Fundamentals of Chemistry with Lab (CHEM 105)
This is the class that truly made me understand the difference between a high school and college course. Professor Mala Radhakrishnan encouraged us to go beyond a basic understanding of chemistry, and to really think about why atoms act the way they do—often with the help of Mala's poetry and analogies! —Houda Khaled '16, Biological Chemistry; Philadephia, Pennsylvania

For more on Professor Radhakrishnan; hear her read "The Radioactive Dating Game" at bit.ly/chemistpoet.

 

See more of students' favorite courses from previous years.

Alumnae/staff's favorite courses

Behind the scenes. When Lauren Dennis, associate director of admission, requested that students' share a brief paragraph about their favorite course at Wellesley. To illustrate, she provided two examples of her favorite courses while she was a Wellesley student. 

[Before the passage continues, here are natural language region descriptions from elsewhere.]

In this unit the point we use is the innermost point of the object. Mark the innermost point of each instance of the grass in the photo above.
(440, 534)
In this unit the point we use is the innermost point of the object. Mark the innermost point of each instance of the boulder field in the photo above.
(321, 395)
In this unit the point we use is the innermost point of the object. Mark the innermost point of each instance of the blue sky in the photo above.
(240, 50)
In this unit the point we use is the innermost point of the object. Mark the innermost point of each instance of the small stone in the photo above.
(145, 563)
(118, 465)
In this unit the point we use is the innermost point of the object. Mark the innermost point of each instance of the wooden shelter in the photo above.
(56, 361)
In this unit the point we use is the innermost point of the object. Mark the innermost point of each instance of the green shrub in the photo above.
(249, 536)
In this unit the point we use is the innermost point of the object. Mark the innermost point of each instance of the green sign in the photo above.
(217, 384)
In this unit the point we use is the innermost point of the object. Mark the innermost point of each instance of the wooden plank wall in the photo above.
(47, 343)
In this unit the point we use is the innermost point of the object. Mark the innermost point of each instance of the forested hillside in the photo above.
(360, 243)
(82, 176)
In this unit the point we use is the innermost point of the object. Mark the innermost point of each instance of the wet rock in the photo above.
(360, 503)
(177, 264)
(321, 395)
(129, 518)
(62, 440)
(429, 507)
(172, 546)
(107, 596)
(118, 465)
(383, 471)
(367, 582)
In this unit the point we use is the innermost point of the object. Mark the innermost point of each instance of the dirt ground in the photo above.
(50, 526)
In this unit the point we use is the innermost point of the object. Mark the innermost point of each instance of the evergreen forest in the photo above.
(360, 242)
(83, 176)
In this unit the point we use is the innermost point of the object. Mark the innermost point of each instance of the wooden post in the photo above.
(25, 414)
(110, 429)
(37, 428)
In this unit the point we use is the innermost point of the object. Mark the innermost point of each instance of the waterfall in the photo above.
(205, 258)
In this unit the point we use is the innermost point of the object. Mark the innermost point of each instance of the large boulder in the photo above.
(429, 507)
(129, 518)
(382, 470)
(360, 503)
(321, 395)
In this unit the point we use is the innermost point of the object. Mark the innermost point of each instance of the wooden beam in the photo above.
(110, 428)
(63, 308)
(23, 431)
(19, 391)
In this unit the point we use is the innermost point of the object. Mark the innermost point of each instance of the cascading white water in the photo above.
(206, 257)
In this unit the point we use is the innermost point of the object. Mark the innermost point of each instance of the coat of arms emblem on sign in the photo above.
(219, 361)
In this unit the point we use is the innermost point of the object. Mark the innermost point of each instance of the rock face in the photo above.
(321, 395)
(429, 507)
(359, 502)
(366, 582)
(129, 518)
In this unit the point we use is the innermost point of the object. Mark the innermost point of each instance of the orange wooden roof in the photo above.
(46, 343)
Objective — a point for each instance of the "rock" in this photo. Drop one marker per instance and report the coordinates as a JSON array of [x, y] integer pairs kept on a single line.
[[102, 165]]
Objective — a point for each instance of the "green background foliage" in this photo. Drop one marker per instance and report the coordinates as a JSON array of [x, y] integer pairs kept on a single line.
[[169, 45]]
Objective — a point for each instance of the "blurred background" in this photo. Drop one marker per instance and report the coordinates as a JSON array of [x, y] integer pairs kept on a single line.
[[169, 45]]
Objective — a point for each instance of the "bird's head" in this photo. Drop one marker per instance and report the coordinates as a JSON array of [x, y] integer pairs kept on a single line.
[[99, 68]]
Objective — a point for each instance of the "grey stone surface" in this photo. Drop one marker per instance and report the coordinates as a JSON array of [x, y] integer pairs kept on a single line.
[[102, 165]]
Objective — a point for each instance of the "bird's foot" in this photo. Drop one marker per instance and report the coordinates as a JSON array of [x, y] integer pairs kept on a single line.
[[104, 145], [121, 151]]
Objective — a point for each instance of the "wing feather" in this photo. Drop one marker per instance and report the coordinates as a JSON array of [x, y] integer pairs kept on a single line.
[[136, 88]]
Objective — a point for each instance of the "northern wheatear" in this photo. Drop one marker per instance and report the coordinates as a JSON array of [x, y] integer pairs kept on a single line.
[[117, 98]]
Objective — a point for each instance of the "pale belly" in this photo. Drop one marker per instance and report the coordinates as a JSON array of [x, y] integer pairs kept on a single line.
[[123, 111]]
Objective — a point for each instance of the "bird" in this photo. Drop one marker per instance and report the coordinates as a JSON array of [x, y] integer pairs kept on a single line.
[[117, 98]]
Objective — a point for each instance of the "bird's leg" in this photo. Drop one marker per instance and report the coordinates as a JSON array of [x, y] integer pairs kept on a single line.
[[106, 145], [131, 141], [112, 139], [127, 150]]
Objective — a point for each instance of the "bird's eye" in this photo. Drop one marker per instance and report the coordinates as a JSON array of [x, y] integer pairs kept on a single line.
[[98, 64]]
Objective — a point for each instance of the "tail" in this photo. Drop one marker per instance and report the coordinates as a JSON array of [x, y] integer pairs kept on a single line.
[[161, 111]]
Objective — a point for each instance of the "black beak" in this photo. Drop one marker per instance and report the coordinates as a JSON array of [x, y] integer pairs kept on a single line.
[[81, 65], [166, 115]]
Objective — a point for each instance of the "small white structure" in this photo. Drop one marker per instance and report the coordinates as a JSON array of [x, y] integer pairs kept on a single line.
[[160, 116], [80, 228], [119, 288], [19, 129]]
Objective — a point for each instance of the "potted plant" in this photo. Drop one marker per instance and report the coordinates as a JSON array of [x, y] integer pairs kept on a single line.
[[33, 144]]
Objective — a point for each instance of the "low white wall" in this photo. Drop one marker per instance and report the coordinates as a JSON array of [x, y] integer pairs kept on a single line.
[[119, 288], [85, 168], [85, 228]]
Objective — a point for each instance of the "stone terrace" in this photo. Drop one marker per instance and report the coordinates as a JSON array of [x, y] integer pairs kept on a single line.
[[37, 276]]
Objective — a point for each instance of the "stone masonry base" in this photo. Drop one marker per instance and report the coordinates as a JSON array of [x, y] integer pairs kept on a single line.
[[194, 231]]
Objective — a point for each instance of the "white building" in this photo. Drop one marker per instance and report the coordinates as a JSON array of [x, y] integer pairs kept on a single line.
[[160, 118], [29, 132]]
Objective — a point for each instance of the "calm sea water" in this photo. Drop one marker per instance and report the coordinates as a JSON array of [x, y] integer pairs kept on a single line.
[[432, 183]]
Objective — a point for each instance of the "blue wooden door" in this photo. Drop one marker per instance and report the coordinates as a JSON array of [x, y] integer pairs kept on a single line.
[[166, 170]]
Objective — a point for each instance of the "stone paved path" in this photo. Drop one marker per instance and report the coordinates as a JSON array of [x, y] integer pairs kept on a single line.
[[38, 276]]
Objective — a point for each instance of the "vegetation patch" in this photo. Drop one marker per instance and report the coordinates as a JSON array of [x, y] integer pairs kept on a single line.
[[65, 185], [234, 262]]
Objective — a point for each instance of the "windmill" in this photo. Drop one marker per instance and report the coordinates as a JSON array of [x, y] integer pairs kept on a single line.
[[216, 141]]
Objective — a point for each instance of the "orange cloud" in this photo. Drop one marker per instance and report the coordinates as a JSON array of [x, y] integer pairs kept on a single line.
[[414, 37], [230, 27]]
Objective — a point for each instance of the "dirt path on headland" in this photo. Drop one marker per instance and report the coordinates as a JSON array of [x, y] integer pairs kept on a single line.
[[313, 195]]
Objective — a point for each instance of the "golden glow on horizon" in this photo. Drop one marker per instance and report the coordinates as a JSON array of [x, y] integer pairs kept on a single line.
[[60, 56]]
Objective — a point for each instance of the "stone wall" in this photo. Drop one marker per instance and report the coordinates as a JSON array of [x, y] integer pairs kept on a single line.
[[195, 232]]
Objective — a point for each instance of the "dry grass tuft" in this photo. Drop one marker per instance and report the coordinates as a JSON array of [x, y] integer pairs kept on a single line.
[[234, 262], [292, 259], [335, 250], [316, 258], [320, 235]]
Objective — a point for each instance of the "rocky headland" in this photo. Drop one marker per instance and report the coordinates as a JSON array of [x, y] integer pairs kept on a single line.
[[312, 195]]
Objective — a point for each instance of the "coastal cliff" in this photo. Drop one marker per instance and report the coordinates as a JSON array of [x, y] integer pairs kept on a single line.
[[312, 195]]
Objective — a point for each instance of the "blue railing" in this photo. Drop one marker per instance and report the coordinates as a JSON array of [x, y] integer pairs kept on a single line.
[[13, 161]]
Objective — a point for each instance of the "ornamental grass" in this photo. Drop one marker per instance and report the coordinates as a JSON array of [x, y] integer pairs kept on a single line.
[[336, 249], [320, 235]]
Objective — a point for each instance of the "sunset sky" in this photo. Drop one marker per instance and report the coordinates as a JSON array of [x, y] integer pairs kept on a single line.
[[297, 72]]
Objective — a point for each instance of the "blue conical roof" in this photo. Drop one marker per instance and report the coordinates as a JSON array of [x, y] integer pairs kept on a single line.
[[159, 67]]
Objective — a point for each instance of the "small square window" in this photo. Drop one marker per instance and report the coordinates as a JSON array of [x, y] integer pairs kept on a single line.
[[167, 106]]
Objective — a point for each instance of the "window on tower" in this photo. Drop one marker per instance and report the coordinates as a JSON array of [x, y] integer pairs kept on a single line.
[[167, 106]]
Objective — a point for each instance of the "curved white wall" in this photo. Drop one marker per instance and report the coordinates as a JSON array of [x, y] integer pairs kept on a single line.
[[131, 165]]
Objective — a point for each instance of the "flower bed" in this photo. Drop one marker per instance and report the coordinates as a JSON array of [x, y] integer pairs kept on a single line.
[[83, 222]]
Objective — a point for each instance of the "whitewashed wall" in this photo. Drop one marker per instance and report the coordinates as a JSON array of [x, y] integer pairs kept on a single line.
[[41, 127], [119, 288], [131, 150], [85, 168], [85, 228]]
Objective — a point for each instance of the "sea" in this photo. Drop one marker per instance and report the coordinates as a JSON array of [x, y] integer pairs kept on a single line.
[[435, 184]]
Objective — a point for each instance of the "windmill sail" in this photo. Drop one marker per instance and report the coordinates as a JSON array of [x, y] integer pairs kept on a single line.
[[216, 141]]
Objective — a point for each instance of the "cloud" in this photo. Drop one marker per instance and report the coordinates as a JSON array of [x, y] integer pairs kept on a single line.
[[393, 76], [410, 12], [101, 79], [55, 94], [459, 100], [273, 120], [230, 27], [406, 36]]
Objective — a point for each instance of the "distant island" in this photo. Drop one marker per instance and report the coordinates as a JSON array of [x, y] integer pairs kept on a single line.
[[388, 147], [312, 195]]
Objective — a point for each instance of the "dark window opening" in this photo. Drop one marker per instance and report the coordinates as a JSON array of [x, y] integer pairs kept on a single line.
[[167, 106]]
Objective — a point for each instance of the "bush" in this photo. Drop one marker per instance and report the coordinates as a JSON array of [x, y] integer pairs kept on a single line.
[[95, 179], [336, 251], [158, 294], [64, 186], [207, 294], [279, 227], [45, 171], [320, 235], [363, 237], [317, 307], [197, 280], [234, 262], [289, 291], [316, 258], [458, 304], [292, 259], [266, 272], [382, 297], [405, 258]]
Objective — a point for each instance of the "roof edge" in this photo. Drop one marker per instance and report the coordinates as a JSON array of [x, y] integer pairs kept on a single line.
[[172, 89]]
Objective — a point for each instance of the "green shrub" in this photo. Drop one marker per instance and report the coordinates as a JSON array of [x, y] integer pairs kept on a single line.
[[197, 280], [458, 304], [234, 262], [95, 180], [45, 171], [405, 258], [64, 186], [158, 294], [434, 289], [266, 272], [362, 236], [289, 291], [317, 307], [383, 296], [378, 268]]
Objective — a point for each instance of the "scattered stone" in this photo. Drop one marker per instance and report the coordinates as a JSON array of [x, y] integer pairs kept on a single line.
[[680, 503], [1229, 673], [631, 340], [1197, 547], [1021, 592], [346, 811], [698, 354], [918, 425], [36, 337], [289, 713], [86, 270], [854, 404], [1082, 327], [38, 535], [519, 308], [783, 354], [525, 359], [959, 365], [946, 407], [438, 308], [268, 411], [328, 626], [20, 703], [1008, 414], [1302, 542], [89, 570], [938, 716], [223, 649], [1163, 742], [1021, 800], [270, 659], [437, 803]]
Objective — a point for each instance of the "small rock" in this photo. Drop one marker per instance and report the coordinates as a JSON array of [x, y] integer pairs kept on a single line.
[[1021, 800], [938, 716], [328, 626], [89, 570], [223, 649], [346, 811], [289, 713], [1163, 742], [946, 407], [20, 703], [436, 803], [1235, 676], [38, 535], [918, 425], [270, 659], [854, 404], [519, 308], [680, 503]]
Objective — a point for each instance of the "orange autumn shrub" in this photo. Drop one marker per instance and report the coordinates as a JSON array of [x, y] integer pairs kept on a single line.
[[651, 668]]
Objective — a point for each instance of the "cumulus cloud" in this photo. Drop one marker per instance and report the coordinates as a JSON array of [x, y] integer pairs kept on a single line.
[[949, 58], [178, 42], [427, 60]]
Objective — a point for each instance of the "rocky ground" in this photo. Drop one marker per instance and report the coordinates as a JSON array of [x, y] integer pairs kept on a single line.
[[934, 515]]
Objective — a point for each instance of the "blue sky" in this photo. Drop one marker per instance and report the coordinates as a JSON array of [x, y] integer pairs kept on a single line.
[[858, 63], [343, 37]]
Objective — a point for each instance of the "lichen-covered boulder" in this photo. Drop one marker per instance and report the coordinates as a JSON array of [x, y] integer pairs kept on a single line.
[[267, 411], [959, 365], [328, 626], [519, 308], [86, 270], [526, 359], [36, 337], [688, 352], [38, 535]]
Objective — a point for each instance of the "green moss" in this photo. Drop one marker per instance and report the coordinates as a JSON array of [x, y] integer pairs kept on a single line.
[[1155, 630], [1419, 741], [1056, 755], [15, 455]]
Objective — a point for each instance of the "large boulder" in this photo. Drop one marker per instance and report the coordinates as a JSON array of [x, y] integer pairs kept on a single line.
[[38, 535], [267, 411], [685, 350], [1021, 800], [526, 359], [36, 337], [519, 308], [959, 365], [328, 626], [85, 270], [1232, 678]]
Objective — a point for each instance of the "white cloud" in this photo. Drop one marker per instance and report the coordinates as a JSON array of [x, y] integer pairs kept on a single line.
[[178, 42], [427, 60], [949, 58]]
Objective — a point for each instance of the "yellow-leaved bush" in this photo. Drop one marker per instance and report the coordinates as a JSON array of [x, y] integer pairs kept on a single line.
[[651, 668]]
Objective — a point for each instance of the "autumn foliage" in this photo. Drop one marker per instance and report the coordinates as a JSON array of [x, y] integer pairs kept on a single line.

Intro to Video Production, ARTS 165
I never thought of myself as "artistic" (hello, science nerd) but I loved this class! It changed the way I view everyday life and taught me that trying new things and taking a few risks can be fun and so beneficial. It was really interactive so getting to see all of the different ways my classmates interpreted an assignment (viewing everyone's videos each week and then critiquing them) definitely broadened my thoughts. Also, now my own travel videos and photos are pretty awesome. Lauren Dennis

Psychology of creativity, PSYCH 334
This was the first time I was expected to formulate and defend my own theories. No textbooks, no right answers, just a group of about 8 people around a big table talking about competing theories. It was kind of scary at first and I was so worried about saying something "wrong" but it taught me a lot about being a critical consumer of information, applying emerging research or knowledge to an existing field, making arguments, being flexible when hearing other evidence, and asking the kinds of questions I needed to make up my mind for myself. (Great skills to bring to lots of different fields, not just psychology!) Surprisingly, this was also the first time I appreciated that studying a topic never truly ends because fields constantly change and evolve - I'm never going to know everything about it and I can never say, "I'm done with this topic now." We're constantly learning, experimenting, revising what we know, which is something that has really helped me in my (non-psychology) career. Lauren Dennis

Acting Shakespeare and Shakespeare Part II: The Jacobean Period, THST & ENG, 315 & 244
For me, these two courses go hand-in-hand. Without the other, I wouldn't have been able to fall in love with the works of Shapekpeare as much as I did. The ability to truly understand the nuances in Shakespeare's text, and then bring it to life on stage were eye-opening. I credit Diego Arciniegas and Yu Jin Ko for giving me the ability to fall in love & understand Shakespeare at the root level.